Her interest in the young girl dated back to her parents.
Bruce Conway had been Grace's first lover, and it is said that a woman's heart always retains a slight tenderness for the lover who was first to worship at her shrine.
On the other hand the girl Bruce Conway had married claimed Mrs. Winans as her dearest friend, and it was through her that little Earle, when kidnaped by a poor mother crazed by the loss of her own child, had been restored to his parents. Now, when gentle, brown-eyed Lulu had been dead for years, her memory was still green in the heart of this true friend, and for her beloved sake Mrs. Winans yearned over Ladybird with inexpressible tenderness.
With her husband's full concurrence in her plans she had come to Rosemont hoping to find pretty Ladybird and adopt her as her own.
For the shadow of orphanage and sorrow had fallen darkly over the little curly, brown head with its will-o'-the-wisp fancies.
In June Bruce Conway had sailed from New York on the Mamaroneck, and all the world knew now that some awful mysterious fate had overtaken the steamer, for she had never reached port nor been sighted during the voyage; and after she had been fully a month overdue her lifeboats had been seen drifting empty on the ocean. It was certain then that the Mamaroneck had been wrecked, but at first it was hoped that the passengers had been rescued from the lifeboats by some other steamer. Alas! weary months had come and gone, and still no tidings of the fifty souls, passengers and crew, of the Mamaroneck. Hope died out in every heart. They were given up for lost. The sea had claimed them for her victims.

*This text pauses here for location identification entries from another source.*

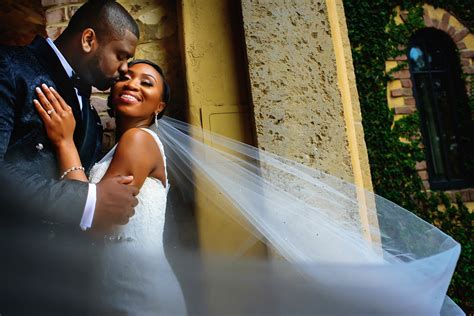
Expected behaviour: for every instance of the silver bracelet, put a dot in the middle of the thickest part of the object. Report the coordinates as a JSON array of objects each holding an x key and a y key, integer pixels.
[{"x": 65, "y": 173}]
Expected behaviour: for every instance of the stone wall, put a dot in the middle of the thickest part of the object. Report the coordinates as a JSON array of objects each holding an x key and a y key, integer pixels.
[
  {"x": 21, "y": 21},
  {"x": 159, "y": 42},
  {"x": 294, "y": 85}
]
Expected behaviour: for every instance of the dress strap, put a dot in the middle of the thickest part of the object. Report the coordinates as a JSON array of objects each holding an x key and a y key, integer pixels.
[{"x": 160, "y": 146}]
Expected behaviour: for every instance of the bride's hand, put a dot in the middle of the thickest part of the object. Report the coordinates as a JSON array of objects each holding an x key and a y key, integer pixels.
[{"x": 57, "y": 116}]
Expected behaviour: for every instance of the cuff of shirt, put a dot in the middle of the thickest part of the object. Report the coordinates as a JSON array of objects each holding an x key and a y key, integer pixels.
[{"x": 88, "y": 215}]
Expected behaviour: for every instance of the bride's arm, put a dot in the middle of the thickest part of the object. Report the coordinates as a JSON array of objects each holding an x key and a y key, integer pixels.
[
  {"x": 60, "y": 126},
  {"x": 137, "y": 154}
]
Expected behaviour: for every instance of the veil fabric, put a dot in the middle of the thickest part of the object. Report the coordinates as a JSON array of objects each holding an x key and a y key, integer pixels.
[{"x": 334, "y": 248}]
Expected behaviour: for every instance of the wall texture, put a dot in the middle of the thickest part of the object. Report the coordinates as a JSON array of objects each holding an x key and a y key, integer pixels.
[{"x": 293, "y": 80}]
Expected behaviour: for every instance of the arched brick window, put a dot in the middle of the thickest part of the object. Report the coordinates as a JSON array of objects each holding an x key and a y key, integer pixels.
[{"x": 441, "y": 99}]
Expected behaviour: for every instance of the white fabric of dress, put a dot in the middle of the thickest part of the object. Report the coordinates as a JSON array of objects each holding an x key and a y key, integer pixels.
[{"x": 137, "y": 277}]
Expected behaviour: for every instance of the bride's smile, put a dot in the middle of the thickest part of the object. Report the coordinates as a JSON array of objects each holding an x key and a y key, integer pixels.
[{"x": 137, "y": 96}]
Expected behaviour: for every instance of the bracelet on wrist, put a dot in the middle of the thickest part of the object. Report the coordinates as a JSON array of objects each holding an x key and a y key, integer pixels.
[{"x": 65, "y": 173}]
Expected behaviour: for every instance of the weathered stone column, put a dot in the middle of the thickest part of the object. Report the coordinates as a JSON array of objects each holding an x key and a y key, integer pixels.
[
  {"x": 158, "y": 42},
  {"x": 296, "y": 94}
]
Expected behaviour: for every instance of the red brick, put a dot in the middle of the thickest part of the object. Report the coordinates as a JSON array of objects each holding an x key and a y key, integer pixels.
[
  {"x": 421, "y": 165},
  {"x": 401, "y": 57},
  {"x": 404, "y": 110},
  {"x": 461, "y": 34},
  {"x": 406, "y": 83},
  {"x": 423, "y": 175},
  {"x": 410, "y": 101},
  {"x": 95, "y": 90},
  {"x": 445, "y": 21},
  {"x": 402, "y": 74}
]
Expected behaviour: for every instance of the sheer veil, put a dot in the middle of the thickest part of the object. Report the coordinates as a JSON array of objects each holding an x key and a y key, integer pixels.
[{"x": 334, "y": 248}]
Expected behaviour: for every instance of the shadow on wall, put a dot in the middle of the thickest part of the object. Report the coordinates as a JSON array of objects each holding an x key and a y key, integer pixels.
[{"x": 21, "y": 21}]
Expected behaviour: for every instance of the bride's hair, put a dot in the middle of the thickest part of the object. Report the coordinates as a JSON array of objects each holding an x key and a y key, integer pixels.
[{"x": 166, "y": 88}]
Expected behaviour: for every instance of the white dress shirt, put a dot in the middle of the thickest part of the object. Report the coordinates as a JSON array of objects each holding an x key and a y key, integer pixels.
[{"x": 88, "y": 214}]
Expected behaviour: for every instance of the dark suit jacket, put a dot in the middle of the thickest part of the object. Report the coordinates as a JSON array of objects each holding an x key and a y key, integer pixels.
[
  {"x": 27, "y": 159},
  {"x": 47, "y": 262}
]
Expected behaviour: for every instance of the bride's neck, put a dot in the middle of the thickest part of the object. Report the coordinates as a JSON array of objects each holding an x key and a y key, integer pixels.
[{"x": 123, "y": 125}]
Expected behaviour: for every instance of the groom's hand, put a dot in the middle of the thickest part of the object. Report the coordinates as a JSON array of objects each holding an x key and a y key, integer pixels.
[{"x": 115, "y": 203}]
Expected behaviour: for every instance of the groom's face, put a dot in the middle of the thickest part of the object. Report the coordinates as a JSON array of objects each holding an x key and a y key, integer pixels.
[{"x": 109, "y": 61}]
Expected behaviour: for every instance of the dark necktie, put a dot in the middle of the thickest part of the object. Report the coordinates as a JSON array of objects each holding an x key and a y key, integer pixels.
[
  {"x": 84, "y": 91},
  {"x": 83, "y": 88}
]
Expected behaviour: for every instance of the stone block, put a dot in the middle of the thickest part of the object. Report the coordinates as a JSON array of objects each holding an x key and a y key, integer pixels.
[
  {"x": 55, "y": 15},
  {"x": 407, "y": 83},
  {"x": 100, "y": 104},
  {"x": 72, "y": 9},
  {"x": 410, "y": 101}
]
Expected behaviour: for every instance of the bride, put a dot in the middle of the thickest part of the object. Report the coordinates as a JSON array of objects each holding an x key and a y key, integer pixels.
[
  {"x": 334, "y": 248},
  {"x": 138, "y": 100}
]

To the Winans family the news of the probable death of Bruce Conway came with a shock of pain, and their sympathies turned to the orphaned girl left lonely in the wide world.
Ladybird had kept up at first an occasional correspondence with Precious, but at last it had closed abruptly, and, as the traveling party were always on the wing, her whereabouts were quite unknown to them. But they hoped to find her with her aunt at the pretty cottage home at Rosemont.
But cruel disappointment awaited their inquiries.
Ladybird had indeed returned home in September, but, crushed by the news of her father's death, had drooped and paled like a broken flower.